Due scuole di Anderlecht, uno dei 19 comuni di Bruxelles, si sono rifiutate di partecipare alla cerimonia di posa delle Stolpersteine, le “pietre d’inciampo” in memoria degli ebrei belgi deportati e uccisi durante la Shoah. La motivazione ufficiale? “Non vogliamo imporre ai bambini una discussione sulla Shoah dato l’attuale contesto in Medio Oriente”.

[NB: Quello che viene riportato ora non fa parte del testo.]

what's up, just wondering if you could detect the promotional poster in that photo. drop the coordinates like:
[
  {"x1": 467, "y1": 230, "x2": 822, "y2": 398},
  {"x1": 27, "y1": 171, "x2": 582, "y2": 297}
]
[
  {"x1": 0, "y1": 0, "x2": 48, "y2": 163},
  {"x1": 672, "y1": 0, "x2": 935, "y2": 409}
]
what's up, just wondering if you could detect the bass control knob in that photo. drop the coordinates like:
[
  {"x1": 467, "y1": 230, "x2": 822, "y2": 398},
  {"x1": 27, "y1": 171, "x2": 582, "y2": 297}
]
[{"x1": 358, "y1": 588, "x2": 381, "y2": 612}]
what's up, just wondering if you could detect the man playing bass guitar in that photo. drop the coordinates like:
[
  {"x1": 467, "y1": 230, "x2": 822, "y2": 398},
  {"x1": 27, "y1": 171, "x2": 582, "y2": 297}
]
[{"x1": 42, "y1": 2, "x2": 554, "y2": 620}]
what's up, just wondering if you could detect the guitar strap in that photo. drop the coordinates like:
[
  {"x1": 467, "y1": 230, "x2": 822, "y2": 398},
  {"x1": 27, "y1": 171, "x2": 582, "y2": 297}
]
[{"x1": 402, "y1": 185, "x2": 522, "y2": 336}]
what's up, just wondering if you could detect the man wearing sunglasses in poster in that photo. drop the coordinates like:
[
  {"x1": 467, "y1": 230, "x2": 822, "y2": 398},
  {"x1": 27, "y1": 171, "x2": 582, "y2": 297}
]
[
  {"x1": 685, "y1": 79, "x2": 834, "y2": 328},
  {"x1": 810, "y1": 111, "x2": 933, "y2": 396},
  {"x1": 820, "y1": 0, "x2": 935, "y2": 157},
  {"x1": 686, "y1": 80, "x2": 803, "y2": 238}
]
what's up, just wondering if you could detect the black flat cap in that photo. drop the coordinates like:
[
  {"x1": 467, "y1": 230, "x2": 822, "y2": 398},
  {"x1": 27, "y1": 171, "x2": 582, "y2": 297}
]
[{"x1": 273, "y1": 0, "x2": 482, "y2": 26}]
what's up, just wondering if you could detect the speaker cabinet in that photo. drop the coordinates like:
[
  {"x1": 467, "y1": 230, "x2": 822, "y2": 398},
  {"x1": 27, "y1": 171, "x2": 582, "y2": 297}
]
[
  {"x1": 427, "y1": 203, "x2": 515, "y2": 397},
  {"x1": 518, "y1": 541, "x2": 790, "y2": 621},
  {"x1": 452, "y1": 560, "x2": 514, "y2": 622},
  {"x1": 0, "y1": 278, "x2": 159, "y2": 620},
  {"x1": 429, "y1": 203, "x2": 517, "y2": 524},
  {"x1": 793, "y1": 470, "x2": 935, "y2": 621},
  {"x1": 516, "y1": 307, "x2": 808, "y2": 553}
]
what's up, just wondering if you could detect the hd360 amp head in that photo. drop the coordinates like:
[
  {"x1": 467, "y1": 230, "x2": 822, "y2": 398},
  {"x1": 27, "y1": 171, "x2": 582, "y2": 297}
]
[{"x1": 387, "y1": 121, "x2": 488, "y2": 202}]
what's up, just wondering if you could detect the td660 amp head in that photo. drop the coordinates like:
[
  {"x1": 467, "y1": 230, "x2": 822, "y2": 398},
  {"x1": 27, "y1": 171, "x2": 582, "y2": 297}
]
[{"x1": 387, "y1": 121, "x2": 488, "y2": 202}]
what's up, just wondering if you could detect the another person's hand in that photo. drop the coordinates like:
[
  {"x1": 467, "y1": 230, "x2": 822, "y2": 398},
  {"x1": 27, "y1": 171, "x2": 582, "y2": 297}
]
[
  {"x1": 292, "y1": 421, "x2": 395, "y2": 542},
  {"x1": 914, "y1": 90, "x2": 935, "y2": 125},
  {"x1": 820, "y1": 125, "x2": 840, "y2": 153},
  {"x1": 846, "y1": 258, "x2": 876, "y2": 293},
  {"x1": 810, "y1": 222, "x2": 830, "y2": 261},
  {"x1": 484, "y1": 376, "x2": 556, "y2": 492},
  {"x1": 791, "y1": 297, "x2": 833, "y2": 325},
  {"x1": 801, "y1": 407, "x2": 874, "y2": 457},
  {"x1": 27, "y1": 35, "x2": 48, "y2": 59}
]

Le scuole coinvolte, la Carrefour Primary School e l’Institut Communal Marius Renard, storicamente partecipavano alla commemorazione organizzata dall’Association pour la Mémoire de la Shoah (AMS). Quest’anno, però, hanno scelto di tirarsi indietro, ufficialmente per “evitare di importare conflitti nelle scuole”. Una giustificazione che non convince gli organizzatori della cerimonia né le istituzioni ebraiche europee. Zalc Meyer, presidente dell’AMS e lui stesso un sopravvissuto nascosto durante la Seconda Guerra Mondiale, ha espresso sdegno per questa decisione: “Non stiamo parlando della guerra in Medio Oriente, stiamo parlando della Shoah, della persecuzione degli ebrei dal 1940 al 1945. È impensabile che oggi, nel cuore dell’Europa, la memoria della Shoah venga sacrificata per timori politici o per non turbare alcune sensibilità”.
L’AMS ha sottolineato come episodi simili non si fossero mai verificati prima. In passato, anche in contesti delicati, le commemorazioni delle Stolpersteine hanno sempre avuto il pieno appoggio delle scuole locali. “Questa è la prima volta che delle scuole rifiutano apertamente di partecipare”, ha detto Meyer. “Non possiamo permettere che diventi la norma”.
Bella Swiatlowski, tesoriera dell’AMS, ha confermato che le scuole hanno giustificato il rifiuto con la volontà di “non parlare della Shoah ai bambini” a causa del contesto in Medio Oriente. “Ma quando andiamo nelle scuole con i sopravvissuti non parliamo dell’attualità politica, parliamo della Shoah. È un dovere morale trasmettere la memoria storica, e non si può accettare che venga messa da parte per non offendere qualcuno”.
La decisione delle scuole sarebbe stata influenzata dalle pressioni di alcuni genitori, contrari alla partecipazione dei propri figli alla cerimonia. Secondo diverse fonti inoltre, una delle scuole coinvolte ha recentemente rimosso una bandiera israeliana da un’esposizione scolastica dedicata alle bandiere del mondo, in seguito alla protesta di un genitore. Questo episodio, secondo molti osservatori, evidenzia un preoccupante clima di autocensura e di concessioni a frange radicalizzate.
Rabbi Menachem Margolin, presidente della European Jewish Association (EJA), ha condannato fermamente la decisione delle scuole, definendola “un’ignoranza pericolosa”. Margolin ha evidenziato come, in un periodo segnato da un’impennata dell’antisemitismo in Europa, sia fondamentale trasmettere alle nuove generazioni la consapevolezza della Shoah come monito storico. “La Shoah va oltre la politica. Paragonare lo sterminio di sei milioni di ebrei con il conflitto in corso a Gaza è scioccante e rappresenta un fallimento morale da parte di queste scuole, che hanno il dovere civico e umano di educare alla verità storica”, ha dichiarato.
Anche la ministra dell’Istruzione francofona, Valérie Glatigny, è intervenuta sulla questione, scrivendo alle amministrazioni scolastiche per ricordare loro l’importanza dell’insegnamento della Shoah, elemento fondamentale della missione educativa delle scuole. Luiza Duraki, consigliera comunale per l’educazione di Anderlecht, ha espresso rammarico per la scelta delle scuole, pur comprendendo le preoccupazioni dei genitori. Tuttavia, ha ribadito che “il conflitto israelo-palestinese non ha nulla a che fare con le Stolpersteine”.